Interoperability– IoT requires connecting heterogeneous objects amongst themselves and also with the Internet. The people have been connected anywhere, anytime, and now the next step is to interconnect heterogeneous applications and services that can be integrated with existing and new processes. Interoperability is extremely important and challenging in IoT which requires effective and efficient management of resources. The future networks of IoT will continue to be multi-services, multi-vendors and largely distributed, which will increase the risk of interoperability. The lack of such interoperability could lead to loss of some key information or unavailability of some services for the users, unless standards are set both between and within domains.

Quality of Service (QoS)– Quality of the service is the idea that error rates, transmission rates and other factors can be captured and improved. As IoT is inherently a complex shared system with integrated plethora of network components, applications and resources, there are many dynamic and heterogeneous constraints in terms of communication, computation and energy. IoT applications must have a robust and expressive set of abstractions to consider these multiple dimensions of QoS. In the network, the applications interact, and multi-dimensional QoS requires active compliance with both sides of communication and the network There must be a balance in the demands of different parties (resources, applications, intermediate network) in a highly dynamic, unpredictable and diverse network of IoT.

Deployment challenges –IoT encompasses a wide range of devices, wearables and embedded technologies. There are staggering possibilities with numerous algorithms and schemes that can possibly create a mesh of deployment complexities. This poses significant challenge to the application developers, as they have to cope with the exceptionally large number of supported devices and form factors, and extensive network compatibility issues in order to make front and backend more responsive. Developers also have to deal with the highly capable edge devices. Additionally, they have to capture, process and support business requirements from the data generated by all these devices.

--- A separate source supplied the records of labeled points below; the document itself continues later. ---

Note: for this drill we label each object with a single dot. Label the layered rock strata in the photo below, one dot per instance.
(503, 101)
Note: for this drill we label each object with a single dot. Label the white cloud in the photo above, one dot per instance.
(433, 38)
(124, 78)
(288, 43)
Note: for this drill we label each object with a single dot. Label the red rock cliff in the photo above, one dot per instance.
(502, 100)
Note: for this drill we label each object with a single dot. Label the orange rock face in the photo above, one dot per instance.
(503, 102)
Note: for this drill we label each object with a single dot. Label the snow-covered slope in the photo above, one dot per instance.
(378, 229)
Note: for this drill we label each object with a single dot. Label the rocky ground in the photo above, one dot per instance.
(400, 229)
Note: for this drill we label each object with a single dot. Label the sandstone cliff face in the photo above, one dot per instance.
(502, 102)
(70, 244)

Lack of Common Standards– Within the IoT space, the lack of open standards is manifested at the institutional level. As an example, Internet Engineering Task Force (IETF) involves multiple stakeholders and policy makers including engineers who help formulate framework for the development of Internet. However, there is no such establishment for IoT. Such standards are required for IoT growth, and first step towards open standards could be well-documented APIs.

Complexity-IoT technology will connect equipment and devices that have never been connected before, and hence, there must be ease in the design and development to have more connections. The technologies required to create intelligent systems can get extremely complex and broad, and to provide seamless experience, the solutions need to be customized to some extent.

Power Management– The things in IoT will have to be portable and self-sustaining to be more energy efficient, and hence adding power management to these equipment needs to be made easier. For future development of IoT, unconventional power sources must be tapped.

Devices in IoT have to handle several different tasks. The biggest question however still remains: Do we really need or want all these connected devices? Would we buy more devices because they connect? And discard the existing devices? Do people really need self-driving car, or a connected tennis racket to improve the game? Some people feel that IoT is much hyped at this stage by the companies who are designing services and equipment for it. Only future will tell how different devices connect, and if they hold the potential as promised. IoT comes with technological, business and societal challenges, and we need to ensure that this internet wave breaks smoothly on our beaches.